Good day to you all and I am pleased to be apart of this forum

I've not used any weights for a few years now but planning on getting back into it

I have a budget of £200 for a descent bench with weight rack and preacher curl can any one advise on a good one?with a descent max load

Thanks for any advise

Paul


----------



## ncedmonds (Jan 21, 2013)

http://www.powerhouse-fitness.co.uk/bodymax-cf510-elite-utility-flat-incline-decline-bench-with-leg-curl-and-preacher.php

I have this. very reliable and I've had 280kg or so on it and its held fine. thats £200 though for preacher and leg curl and bench. you could easily pick up cheap squat stand on ebay or something

However If you are really serious and want to train at home, then a power cage or rack or similar is your best friend long term....


----------



## ashmo (Jul 1, 2011)

eBay got some good stuff for the right price mate.


----------



## ncedmonds (Jan 21, 2013)

ashmo said:


> eBay got some good stuff for the right price mate.


this is the other option, can often get a decent-ish setup for around £200 as a start.

Gumtree is another good place to have a look.

For me I'd rather buy the bench/squat racks new, as their kind of safety equipment. but weights are weights 

Only downside is you have to be willing to drive a long way or live locally


----------



## quad121 (Jun 11, 2013)

Thank you all for your advise I really appreciate and also thank you for your time


----------



## tommyc2k7 (Jun 7, 2013)

ncedmonds said:


> this is the other option, can often get a decent-ish setup for around £200 as a start.
> 
> Gumtree is another good place to have a look.
> 
> ...


I wouldn't discount eBay altogether, I've just picked up a brand new power rack for £225 with lat attachment and a bench for £110, including delivery.
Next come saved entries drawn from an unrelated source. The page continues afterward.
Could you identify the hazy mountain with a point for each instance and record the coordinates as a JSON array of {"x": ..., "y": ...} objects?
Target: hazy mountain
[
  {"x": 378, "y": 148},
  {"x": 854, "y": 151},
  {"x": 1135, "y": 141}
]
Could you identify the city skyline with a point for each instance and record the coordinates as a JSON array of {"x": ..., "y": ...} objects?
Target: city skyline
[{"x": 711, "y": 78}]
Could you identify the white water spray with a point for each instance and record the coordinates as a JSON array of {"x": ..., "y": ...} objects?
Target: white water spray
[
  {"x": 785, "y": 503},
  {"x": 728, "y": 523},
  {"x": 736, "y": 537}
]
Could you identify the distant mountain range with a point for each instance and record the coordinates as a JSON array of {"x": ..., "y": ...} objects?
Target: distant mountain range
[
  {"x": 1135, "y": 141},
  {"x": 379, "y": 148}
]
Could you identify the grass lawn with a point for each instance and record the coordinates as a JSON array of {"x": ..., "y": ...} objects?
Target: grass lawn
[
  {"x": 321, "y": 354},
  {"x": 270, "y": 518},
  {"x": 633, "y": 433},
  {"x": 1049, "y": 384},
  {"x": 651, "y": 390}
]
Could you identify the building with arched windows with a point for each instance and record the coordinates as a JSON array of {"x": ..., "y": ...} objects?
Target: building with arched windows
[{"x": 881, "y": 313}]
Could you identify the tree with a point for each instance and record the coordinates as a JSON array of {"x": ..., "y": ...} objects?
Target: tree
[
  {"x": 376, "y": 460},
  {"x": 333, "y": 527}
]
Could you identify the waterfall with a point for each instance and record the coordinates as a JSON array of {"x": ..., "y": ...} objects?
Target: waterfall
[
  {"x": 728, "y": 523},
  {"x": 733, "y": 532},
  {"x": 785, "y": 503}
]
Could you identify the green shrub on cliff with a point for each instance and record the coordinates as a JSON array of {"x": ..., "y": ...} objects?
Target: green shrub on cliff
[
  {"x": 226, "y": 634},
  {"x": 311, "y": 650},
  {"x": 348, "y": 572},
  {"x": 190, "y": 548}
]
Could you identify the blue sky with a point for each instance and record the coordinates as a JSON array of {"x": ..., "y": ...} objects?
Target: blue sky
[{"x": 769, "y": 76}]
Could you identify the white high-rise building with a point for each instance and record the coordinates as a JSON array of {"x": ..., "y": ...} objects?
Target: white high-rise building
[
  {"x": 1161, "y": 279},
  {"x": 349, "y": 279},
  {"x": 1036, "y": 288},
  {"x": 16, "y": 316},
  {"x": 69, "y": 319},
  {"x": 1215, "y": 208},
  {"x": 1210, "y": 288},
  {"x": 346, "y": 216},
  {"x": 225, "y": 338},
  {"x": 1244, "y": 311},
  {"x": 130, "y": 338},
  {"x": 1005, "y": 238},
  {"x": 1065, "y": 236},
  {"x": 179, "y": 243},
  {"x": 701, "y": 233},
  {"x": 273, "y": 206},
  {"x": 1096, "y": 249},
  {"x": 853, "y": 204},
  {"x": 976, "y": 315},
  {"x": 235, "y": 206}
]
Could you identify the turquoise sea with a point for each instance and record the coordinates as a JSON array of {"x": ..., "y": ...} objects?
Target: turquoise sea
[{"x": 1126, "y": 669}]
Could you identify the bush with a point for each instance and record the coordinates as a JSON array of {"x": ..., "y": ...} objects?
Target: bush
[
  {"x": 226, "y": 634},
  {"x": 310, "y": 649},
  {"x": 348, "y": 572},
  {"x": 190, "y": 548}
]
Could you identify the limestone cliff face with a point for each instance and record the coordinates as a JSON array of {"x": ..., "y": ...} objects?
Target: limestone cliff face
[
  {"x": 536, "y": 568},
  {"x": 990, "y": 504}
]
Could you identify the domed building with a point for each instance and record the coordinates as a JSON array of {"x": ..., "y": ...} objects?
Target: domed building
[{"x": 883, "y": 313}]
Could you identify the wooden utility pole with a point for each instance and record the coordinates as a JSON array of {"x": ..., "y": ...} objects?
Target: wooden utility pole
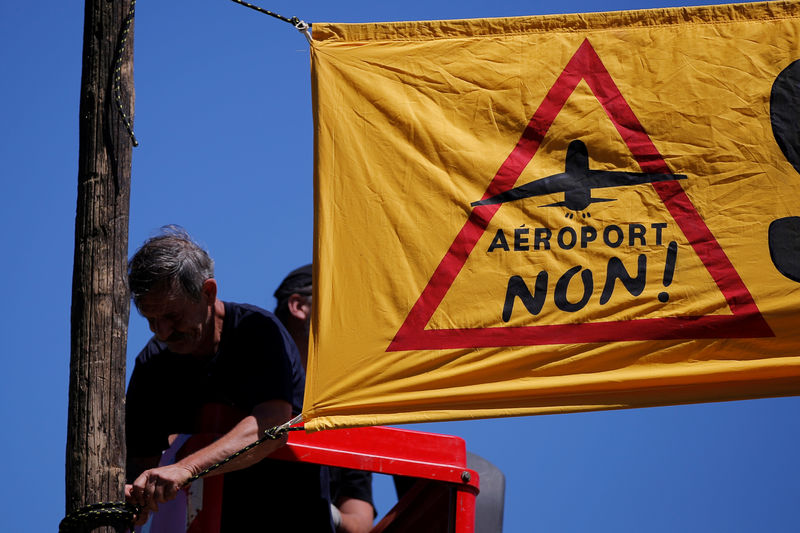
[{"x": 95, "y": 458}]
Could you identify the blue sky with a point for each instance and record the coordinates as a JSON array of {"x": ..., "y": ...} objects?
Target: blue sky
[{"x": 223, "y": 115}]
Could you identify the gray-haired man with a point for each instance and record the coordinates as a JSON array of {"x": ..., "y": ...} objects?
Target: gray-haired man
[{"x": 235, "y": 360}]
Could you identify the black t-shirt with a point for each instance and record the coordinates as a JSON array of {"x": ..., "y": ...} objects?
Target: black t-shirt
[{"x": 256, "y": 361}]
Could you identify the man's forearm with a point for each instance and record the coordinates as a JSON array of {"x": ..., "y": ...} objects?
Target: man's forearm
[{"x": 246, "y": 432}]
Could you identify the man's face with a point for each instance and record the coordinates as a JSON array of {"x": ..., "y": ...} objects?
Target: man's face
[{"x": 176, "y": 319}]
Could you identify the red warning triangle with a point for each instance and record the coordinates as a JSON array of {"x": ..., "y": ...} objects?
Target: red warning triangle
[{"x": 745, "y": 320}]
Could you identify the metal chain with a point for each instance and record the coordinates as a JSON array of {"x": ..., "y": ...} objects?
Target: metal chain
[
  {"x": 294, "y": 21},
  {"x": 121, "y": 514},
  {"x": 126, "y": 26}
]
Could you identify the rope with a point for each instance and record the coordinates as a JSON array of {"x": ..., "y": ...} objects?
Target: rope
[
  {"x": 126, "y": 26},
  {"x": 121, "y": 514},
  {"x": 301, "y": 26}
]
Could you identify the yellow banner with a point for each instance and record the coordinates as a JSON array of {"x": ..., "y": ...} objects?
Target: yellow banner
[{"x": 551, "y": 214}]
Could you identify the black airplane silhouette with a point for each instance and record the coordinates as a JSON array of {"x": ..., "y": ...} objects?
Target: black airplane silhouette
[{"x": 577, "y": 182}]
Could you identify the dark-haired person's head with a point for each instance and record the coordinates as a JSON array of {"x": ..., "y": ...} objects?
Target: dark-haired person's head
[{"x": 293, "y": 306}]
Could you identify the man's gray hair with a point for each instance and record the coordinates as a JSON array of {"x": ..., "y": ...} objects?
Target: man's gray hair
[{"x": 170, "y": 260}]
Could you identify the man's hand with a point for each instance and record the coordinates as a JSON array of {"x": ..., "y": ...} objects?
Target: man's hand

The main expense was the fact that I've had to upgrade to olympic kit and by the time the bar and plates were included the total cost was around £620.


----------



## ncedmonds (Jan 21, 2013)

tommyc2k7 said:


> I wouldn't discount eBay altogether, I've just picked up a brand new power rack for £225 with lat attachment and a bench for £110, including delivery. The main expense was the fact that I've had to upgrade to olympic kit and by the time the bar and plates were included the total cost was around £620.
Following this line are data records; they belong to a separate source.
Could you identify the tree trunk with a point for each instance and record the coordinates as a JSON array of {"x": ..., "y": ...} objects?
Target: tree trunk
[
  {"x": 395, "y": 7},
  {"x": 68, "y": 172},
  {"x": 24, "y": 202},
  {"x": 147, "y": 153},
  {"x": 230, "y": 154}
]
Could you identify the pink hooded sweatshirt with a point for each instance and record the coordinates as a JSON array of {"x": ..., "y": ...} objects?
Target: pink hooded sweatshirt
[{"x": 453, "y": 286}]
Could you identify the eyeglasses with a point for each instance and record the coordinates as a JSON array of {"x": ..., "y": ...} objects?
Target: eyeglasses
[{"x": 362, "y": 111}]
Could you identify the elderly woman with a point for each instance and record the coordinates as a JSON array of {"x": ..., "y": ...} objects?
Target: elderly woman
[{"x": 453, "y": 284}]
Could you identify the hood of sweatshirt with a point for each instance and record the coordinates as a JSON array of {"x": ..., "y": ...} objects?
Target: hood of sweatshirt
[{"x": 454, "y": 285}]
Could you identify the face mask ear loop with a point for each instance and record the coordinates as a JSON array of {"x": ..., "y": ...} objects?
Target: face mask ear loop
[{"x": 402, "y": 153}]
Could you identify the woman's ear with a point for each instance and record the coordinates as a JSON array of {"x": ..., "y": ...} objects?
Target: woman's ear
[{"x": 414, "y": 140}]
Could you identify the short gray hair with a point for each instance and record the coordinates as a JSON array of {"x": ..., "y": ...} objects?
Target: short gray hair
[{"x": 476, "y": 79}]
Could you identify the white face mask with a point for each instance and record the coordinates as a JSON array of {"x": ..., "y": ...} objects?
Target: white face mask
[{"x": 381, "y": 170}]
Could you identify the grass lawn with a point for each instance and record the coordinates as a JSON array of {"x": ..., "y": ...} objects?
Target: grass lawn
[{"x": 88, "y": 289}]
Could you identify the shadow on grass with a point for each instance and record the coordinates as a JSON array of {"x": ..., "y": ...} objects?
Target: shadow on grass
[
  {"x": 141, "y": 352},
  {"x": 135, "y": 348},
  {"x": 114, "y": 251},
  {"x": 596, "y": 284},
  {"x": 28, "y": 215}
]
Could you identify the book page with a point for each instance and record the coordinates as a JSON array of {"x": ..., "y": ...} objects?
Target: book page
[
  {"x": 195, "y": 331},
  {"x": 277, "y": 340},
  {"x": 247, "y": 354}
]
No I'm sure you can get awesome deals on there, but its a personal thing with safety, I like having someone to go to if the stuff fails. Many places will waive responsibility etc after resales


----------



## Mingster (Mar 25, 2011)

Something like this would last you forever and a bit longer besides bench-wise...http://www.ebay.co.uk/itm/HEAVY-DUTY-WEIGHT-BENCH-/140994208851?pt=UK_Strength_Training&hash=item20d3e8e453


----------